PREDIGT VON BENEDIKT XVI. Dienstag, 18. Oktober 2005



»Euer Herz lasse sich nicht verwirren … Ich gehe, um einen Platz für euch vorzubereiten« (Jn 14,1 Jn 14,2). Diese Worte Jesu, des Herrn, erleuchten und trösten uns, liebe und verehrte Brüder, in dieser Stunde des von Trauer erfüllten Gebetes, in der wir uns um die sterbliche Hülle des verstorbenen Kardinals Giuseppe Caprio versammeln, dem wir nun unseren letzten Gruß erweisen. Am vergangenen Samstag hat er uns am Ende einer langen irdischen Pilgerreise verlassen, die ihn aus einem kleinen Ort in Irpinien in verschiedene Teile der Welt und vor allem hier nach Rom führte, wo er im Dienst des Heiligen Stuhls stand, dem er sein Leben gewidmet hat.
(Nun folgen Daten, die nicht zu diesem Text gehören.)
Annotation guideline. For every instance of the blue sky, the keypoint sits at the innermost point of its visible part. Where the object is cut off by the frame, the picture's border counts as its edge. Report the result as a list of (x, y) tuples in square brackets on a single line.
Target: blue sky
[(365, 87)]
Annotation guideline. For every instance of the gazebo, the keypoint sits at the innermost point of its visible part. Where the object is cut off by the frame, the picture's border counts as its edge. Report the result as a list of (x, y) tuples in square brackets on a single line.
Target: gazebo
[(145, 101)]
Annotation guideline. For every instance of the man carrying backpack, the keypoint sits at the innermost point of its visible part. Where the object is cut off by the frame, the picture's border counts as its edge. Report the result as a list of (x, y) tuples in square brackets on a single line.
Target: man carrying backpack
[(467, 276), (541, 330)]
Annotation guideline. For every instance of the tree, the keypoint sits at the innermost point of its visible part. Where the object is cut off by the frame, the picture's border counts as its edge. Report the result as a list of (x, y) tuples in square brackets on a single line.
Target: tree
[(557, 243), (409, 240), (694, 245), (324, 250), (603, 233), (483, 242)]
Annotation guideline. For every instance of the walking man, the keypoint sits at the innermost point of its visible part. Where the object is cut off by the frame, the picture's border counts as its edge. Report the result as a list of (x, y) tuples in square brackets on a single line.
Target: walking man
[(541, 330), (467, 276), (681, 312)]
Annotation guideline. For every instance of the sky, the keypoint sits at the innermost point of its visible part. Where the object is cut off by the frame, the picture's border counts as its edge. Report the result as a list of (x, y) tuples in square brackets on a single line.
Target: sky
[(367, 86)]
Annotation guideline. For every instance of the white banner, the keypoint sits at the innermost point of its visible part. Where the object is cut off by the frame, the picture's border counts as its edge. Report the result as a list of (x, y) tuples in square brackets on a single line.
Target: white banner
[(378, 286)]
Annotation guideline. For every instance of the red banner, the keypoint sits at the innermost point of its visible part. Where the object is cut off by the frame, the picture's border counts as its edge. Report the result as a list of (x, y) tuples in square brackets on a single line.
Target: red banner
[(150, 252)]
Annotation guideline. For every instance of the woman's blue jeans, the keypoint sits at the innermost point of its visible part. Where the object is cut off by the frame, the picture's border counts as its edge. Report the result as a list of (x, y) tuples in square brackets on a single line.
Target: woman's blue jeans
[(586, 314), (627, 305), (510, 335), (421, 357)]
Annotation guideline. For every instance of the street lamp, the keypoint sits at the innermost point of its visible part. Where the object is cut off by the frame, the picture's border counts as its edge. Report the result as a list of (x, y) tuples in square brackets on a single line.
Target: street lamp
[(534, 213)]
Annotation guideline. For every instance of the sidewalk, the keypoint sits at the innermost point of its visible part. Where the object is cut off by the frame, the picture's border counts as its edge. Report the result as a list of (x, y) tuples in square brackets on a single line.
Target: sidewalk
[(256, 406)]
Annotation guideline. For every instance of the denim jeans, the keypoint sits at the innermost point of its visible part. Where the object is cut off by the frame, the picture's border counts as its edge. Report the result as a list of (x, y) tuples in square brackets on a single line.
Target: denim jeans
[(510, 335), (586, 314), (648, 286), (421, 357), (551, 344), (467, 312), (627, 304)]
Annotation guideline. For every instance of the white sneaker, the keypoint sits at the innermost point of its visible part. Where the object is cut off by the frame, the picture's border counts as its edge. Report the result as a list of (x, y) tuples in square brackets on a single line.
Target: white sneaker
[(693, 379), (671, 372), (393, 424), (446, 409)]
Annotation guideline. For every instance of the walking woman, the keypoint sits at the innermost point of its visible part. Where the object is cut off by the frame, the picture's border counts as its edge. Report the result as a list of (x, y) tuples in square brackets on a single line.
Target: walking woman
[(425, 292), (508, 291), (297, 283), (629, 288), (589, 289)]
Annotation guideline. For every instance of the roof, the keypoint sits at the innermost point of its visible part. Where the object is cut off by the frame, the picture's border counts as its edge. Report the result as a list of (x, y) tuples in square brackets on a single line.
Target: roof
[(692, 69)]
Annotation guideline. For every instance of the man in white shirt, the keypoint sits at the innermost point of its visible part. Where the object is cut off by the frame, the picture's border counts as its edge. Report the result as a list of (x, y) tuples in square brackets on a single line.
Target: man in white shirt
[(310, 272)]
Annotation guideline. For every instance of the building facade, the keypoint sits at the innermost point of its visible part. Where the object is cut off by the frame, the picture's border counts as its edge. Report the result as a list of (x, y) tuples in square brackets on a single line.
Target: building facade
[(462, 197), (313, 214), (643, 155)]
In seinem Testament begegnen wir dem gelassenen Vertrauen, zu dem Christus seine Jünger anhält. Gleich zu Anfang schreibt er: »Ich danke der allerheiligsten Dreifaltigkeit, daß sie mich erschaffen und erlöst hat und mich in einer Familie heranwachsen ließ, die arm war an materiellen Gütern, aber reich an christlichen Tugenden und die mich von den ersten Jahren meiner Kindheit an gelehrt hat, Gott zu lieben und seinem heiligen Gesetz zu gehorchen

»Ich danke der allerheiligsten Dreifaltigkeit… «: Liegt in diesen Worten nicht gleichsam die Synthese des Lebens eines Christen? Am Ende des irdischen Tages sammelt sich die Seele in inniger und ergriffener Dankbarkeit, erkennt, daß alles Geschenk ist und bereitet sich vor auf die endgültige Umarmung mit Gott, der die Liebe ist. Von eben diesem Gefühl innigen Vertrauens auf den Herrn hat die Erste Lesung zu uns gesprochen, die dem Buch Jesus Sirach entnommen ist: »Ihr, die ihr den Herrn fürchtet, hofft auf sein Erbarmen, … vertraut auf ihn … hofft auf Heil, auf immerwährende Freude und auf Erbarmen« (2,7–9). Die Gottesfurcht ist Anfang und Fülle der Weisheit (vgl. Sir Si 1,12 Sir Si 1,14). Aus ihr geht der Frieden hervor (vgl. Sir Si 1,16), der seinerseits Synonym für jenes vollendete und ewige Glück ist, das als Frucht aus der göttlichen Barmherzigkeit erwächst. Wer in der heiligen Gottesfurcht lebt, findet den wahren Frieden, und »am Tag seines Todes wird er gepriesen« (1,13), wie noch Jesus Sirach wiederholt. Gott in seiner Barmherzigkeit vergebe dem geliebten Kardinal Caprio jede etwaige Schuld und nehme ihn auf in sein Reich des Lichtes und des Friedens, denn dieser unser Bruder hat danach gestrebt, treu der Heiligen Kirche zu dienen.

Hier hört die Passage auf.